Knowledge Transfer

My direct manager for the past two years has decided to leave his current position in the firm to look for other opportunities. Our CTO said that he “had served his time with the company.” To which I responded, “You make it sound as if it’s a jail sentence to work here.”

Over the last two days my manager was in the office, the whole development team spent that time with him in knowledge transfer sessions. Earlier this year I wrote about past knowledge transfer sessions with a former colleague. What follows are a few words of advice from my former manager which he gave us before his departure…

Use standard off the shelf components whenever possible, replace our custom ORM component with Hibernate, replace our client scaffolding code with NetBeans Platform. Use, reuse, and make use of open source software, don’t reinvent the wheel. In essence work smarter, not harder!

When things are built right, nothing is heard.

If you want to scale up, you need to follow the chosen process. Doing software consistently requires strong discipline and a process that fits the given environment. Nothing should be done heroically, don’t ever say “Ooh, there is a critical bug, let’s stay overnight, get high on caffeine, and come up with a temporary hack.” Software development is not a sleep over party.

Doing business software is not a challenge, developing software consistently, and scaling up is the real challenge.

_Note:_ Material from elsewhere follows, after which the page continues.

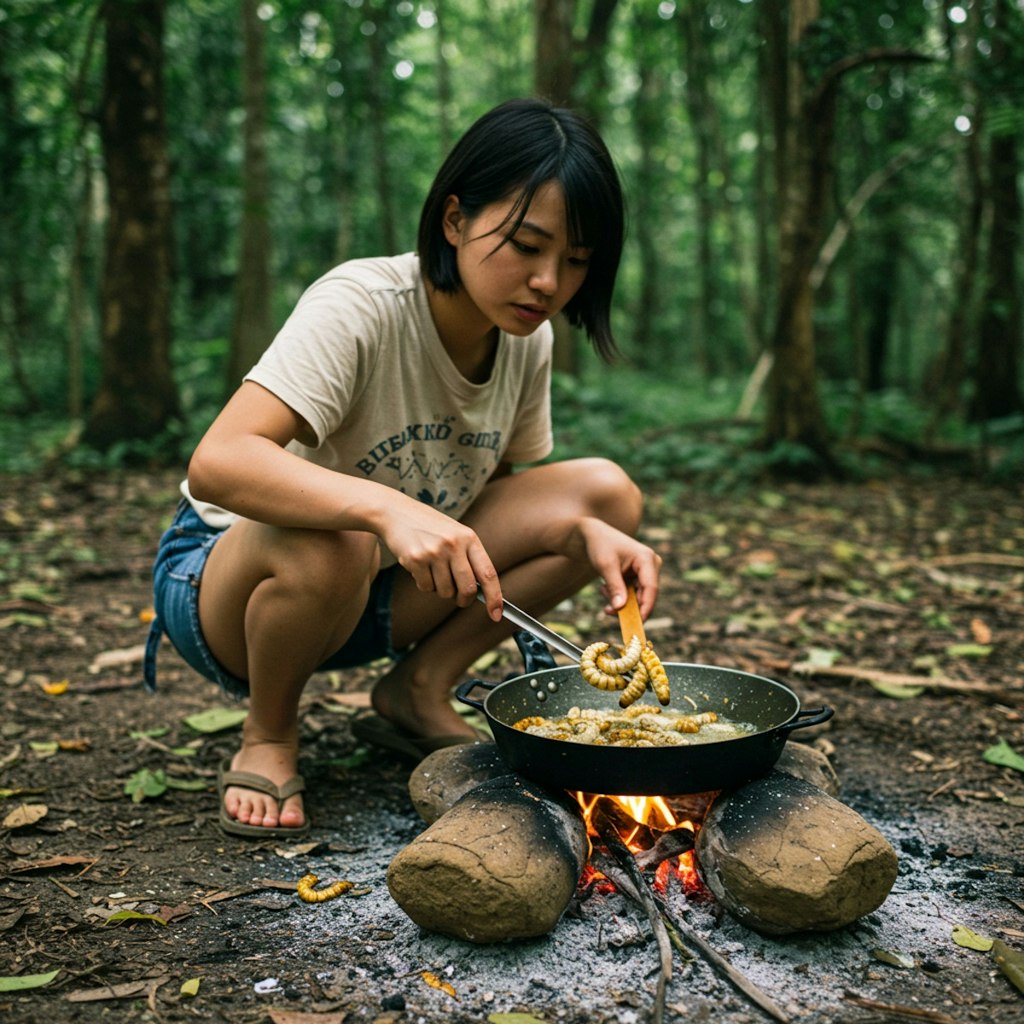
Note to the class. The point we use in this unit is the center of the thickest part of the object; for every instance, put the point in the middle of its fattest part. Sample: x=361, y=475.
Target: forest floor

An intelligent release system is integral to the success of a software organization, if you think about it, code is your bread and butter and your release system is what bakes it. You need to be able to branch, build, test, and release in a painless, hassle free, and error free way. Again, your build system is an area where you don’t have to be a hero, don’t prove your manhood or mad hacking skills with one off patches. In regards to the build system, and most business processes in general, if you have to do something twice, automate it.

When working in a development team with a lot of smart individuals, it often doesn’t matter which solution is the ‘best.’ Any solution that works that is simple to maintain is good enough. The key is to debate, communicate, and follow through with commitments! As Larry Wall says, “There is more than one way to do it.” Just make sure that whatever you do, you do with integrity.

I have never seen a company fail due to a specific technical problem or limitation. I have seen companies not scale up their business and talent pool.

Find a chance to do a deeper level architecture. Take on more responsibility, demand a major chuck of functionality and own it from analysis, design, implementation, and testing. When you have a certain breath of knowledge what you need is a certain anchor point so as to not get lost in the noise.

Especially for a small shop like us, be aware of the psychology of the development process. Once you bozo bit a guy, it is really hard to re-engage him. I have seen a guy become a star player, to later burn out and quit.

Business logic is hard only to understand, not to develop. Once you understand the requirements and the domain, the code follows. What is hard is building a scalable system and learning what you are building. Analyze, design, and comment, test, and think the problem first before coding.